By 1919, messages from 8XK were heard in widely separated locations -- messages discussing the kind of equipment being used and results obtained. Bored by this routine, Conrad, on October 17, 1919, placed his microphone before a phonograph and substituted music for the voice. The music saved Conrad's voice, but more -- it delighted and amazed "hams" all over the country.
Conrad continued to broadcast music on a two-a-week schedule and by late summer 1920, interest had become so general that the Joseph Home Co., a Pittsburgh department store, ran an ad in the Pittsburgh Sun offering "Amateur Wireless Sets for sale -- $10.00 and up."
To H. P. Davis, Westinghouse vice president, who had been an ardent follower of the Conrad ventures, the ad was an inspiration. If this was a fair example of popular reaction to Conrad's broadcasts, the real radio industry lay in the manufacture of home receivers, he reasoned, and in supplying radio programs which would make people want to own such receivers. Davis set about winning other Westinghouse officials to the same view, and so persuasive were his arguments that a station was authorized and election night selected for the grand opening.
The broadcast originated in a tiny, makeshift shack atop one of the Westinghouse buildings in East Pittsburgh. There was no studio. A single room accommodated transmitting equipment, turntable for records; and the first broadcast staff handled telephone lines to the Pittsburgh Post where arrangements had been made to secure election returns by telephone.
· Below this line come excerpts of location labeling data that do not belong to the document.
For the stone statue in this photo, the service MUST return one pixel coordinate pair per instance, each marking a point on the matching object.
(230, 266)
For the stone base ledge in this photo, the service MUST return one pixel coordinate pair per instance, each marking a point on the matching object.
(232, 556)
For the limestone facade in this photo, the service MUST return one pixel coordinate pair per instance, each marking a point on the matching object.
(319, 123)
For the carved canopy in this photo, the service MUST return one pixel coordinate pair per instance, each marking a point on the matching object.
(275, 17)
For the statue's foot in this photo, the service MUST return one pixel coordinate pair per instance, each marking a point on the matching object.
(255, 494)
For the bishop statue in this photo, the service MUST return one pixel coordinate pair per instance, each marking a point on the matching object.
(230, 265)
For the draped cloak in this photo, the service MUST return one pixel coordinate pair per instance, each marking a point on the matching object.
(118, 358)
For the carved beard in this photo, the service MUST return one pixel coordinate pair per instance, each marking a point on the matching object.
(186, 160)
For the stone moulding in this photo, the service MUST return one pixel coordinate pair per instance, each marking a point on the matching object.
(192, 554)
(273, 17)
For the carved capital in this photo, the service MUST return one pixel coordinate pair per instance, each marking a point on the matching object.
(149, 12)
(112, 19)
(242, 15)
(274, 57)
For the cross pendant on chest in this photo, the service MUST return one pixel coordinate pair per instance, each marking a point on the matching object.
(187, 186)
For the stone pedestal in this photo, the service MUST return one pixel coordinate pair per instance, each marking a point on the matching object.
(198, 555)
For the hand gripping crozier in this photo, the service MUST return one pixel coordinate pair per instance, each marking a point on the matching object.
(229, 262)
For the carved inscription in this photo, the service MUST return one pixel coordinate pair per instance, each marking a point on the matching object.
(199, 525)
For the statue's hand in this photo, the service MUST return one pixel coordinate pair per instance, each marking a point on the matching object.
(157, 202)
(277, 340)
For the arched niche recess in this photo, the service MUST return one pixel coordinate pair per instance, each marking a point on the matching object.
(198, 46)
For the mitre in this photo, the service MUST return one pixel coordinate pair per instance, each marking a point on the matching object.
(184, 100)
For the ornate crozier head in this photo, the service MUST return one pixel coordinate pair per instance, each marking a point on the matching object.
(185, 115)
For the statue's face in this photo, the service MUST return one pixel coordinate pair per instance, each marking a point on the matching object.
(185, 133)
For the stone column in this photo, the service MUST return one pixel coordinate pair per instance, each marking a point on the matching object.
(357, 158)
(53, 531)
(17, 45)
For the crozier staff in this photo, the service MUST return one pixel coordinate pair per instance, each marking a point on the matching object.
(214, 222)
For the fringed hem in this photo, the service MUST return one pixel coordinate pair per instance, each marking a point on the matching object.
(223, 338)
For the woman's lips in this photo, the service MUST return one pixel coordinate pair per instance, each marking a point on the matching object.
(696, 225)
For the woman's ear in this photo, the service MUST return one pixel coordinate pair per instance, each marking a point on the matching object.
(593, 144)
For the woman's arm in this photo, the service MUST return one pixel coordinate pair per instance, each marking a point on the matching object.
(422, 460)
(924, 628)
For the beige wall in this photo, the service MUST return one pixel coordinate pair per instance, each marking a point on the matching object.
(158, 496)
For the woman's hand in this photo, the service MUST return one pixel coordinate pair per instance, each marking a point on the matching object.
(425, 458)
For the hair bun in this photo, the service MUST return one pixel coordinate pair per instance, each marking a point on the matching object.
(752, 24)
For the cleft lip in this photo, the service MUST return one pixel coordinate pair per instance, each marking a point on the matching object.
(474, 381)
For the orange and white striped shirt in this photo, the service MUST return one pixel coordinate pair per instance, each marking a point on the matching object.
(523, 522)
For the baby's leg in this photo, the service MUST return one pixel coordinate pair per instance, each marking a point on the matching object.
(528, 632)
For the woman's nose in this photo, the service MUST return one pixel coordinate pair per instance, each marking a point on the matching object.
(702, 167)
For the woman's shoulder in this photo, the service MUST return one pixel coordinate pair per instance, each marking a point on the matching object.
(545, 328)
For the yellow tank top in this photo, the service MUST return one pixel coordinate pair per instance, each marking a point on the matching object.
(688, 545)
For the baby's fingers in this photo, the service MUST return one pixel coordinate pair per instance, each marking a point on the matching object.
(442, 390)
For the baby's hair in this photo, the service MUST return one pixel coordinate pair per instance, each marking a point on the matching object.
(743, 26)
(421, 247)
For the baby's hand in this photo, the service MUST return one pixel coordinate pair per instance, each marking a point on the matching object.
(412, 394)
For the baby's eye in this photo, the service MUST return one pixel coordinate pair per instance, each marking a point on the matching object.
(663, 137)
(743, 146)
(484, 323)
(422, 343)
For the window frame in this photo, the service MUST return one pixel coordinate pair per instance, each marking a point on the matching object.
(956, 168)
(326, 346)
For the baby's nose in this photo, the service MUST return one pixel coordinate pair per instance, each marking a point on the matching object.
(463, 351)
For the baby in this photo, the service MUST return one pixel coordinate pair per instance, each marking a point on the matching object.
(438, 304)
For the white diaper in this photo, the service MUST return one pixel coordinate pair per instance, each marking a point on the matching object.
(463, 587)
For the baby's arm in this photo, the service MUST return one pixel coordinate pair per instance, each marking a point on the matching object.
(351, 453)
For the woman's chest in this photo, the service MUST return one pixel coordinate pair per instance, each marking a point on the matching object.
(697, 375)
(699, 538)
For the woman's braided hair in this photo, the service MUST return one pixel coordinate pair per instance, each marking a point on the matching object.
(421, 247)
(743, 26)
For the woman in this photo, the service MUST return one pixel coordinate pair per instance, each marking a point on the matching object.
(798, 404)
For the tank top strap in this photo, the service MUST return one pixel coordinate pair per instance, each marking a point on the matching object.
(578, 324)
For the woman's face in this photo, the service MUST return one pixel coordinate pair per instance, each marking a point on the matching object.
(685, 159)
Broadcasting began at 8 o'clock election night and continued until noon of the following day, even though James Cox, hours earlier, had conceded the election to Warren Harding. Throughout the night, while the usual crowds stood in a driving rain before outdoor bulletin boards to see returns, a fortunate few, early-morning fans, equipped with crystal sets and earphones, were hearing the same returns in the comfort of their homes. In addition, between returns and occasional music, they heard this request over and over again: "Will anyone hearing this broadcast communicate with us, as we are anxious to know how far the broadcast is reaching and how it is being received." So KDKA was born.
Much of the early history of KDKA is actually the early history of radio. Many of its notable "firsts" are "firsts" of the industry as well. And these KDKA "firsts" have put the station in history books.